Question

Two spheres of the same material and same radii r are touching each other. The gravitational force between the spheres is proportional to

• A. $\frac{1}{r}$
• B. $r^2$
• C. $\frac{1}{r^4}$
• D. $r^4$

Answer 1

Answer: (D)

$r^4$

Answer 2

Here's how to determine the proportionality:

1. Mass and Radius Relationship:
   Since the spheres are made of the same material, their density ($\rho$) is the same.
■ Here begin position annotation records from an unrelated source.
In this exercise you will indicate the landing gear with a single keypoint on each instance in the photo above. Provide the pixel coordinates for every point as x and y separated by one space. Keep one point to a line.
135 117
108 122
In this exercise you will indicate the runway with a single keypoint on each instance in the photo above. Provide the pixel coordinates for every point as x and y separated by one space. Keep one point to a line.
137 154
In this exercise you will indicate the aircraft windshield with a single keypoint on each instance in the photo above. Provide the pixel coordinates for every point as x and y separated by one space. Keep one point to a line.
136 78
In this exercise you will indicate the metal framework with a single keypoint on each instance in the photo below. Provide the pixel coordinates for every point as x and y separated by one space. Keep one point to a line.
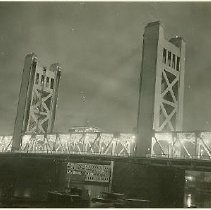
42 100
75 143
168 99
195 145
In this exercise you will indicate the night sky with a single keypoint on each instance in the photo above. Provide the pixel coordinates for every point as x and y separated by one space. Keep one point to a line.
99 46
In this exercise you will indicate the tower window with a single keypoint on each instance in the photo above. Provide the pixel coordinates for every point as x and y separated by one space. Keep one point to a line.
164 55
37 78
42 79
173 61
47 82
169 58
52 83
178 63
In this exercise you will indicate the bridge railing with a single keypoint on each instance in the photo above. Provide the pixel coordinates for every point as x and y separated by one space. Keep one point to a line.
191 145
93 143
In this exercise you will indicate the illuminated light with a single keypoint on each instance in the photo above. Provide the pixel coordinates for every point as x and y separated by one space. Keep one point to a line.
189 178
189 200
26 194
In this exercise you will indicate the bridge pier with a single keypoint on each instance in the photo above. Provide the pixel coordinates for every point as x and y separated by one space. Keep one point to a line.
163 186
33 178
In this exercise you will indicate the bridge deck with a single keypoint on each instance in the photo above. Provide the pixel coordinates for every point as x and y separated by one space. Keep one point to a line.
186 164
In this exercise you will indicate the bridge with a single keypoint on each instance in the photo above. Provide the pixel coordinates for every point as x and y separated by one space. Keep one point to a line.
186 150
151 162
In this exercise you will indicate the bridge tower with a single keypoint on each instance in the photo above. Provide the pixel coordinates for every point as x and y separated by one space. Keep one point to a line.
161 90
37 99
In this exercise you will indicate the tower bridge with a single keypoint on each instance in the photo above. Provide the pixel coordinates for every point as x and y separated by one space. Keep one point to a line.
149 163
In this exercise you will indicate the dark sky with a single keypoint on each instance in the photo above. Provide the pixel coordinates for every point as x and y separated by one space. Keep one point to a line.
99 46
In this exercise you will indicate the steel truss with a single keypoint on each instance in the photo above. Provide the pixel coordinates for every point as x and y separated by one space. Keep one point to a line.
195 145
75 143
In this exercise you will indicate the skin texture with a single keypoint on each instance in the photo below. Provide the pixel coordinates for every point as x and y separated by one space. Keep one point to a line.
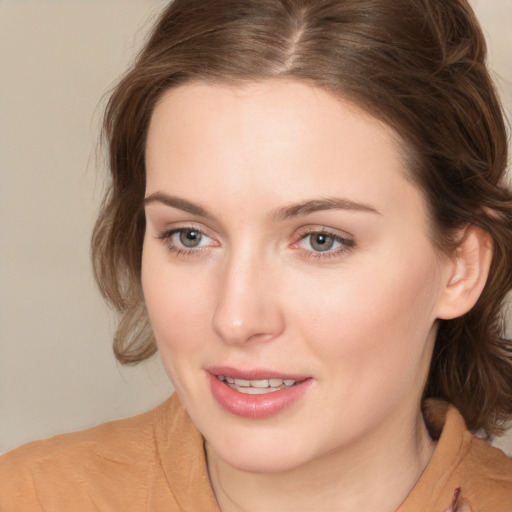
358 319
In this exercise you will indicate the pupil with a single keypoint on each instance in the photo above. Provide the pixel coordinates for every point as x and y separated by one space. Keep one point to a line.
322 242
190 238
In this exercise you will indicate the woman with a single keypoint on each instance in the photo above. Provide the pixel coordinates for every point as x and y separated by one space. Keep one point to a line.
308 218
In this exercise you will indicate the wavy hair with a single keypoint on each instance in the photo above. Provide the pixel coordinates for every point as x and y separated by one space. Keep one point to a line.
417 65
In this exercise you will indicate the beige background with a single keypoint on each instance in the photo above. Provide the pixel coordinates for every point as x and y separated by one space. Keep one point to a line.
57 60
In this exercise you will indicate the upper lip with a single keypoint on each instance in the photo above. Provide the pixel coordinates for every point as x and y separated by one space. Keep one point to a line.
253 374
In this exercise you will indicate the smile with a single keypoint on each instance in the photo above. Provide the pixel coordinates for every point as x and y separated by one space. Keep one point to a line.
256 394
257 387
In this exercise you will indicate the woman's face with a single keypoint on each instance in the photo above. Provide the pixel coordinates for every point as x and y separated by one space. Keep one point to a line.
285 246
The mass ($M$) of each sphere is proportional to its volume, which in turn is proportional to $r^3$.

   $$M \propto r^3$$

2. Distance Between Centers:
   Since the spheres are touching, the distance ($d$) between their centers is $2r$.

   $$d = 2r$$

3. Newton's Law of Gravitation:
   The gravitational force ($F$) between the spheres is given by Newton's Law of Gravitation:

   $$F = G \frac{M^2}{d^2}$$

   Where $G$ is the gravitational constant.

4. Substituting and Simplifying:
   Substitute $M \propto r^3$ and $d = 2r$ into the equation:

   $$F \propto \frac{(r^3)^2}{(2r)^2} = \frac{r^6}{4r^2} = \frac{1}{4}r^4$$

   Therefore, the gravitational force $F$ is proportional to $r^4$.

   $$F \propto r^4$$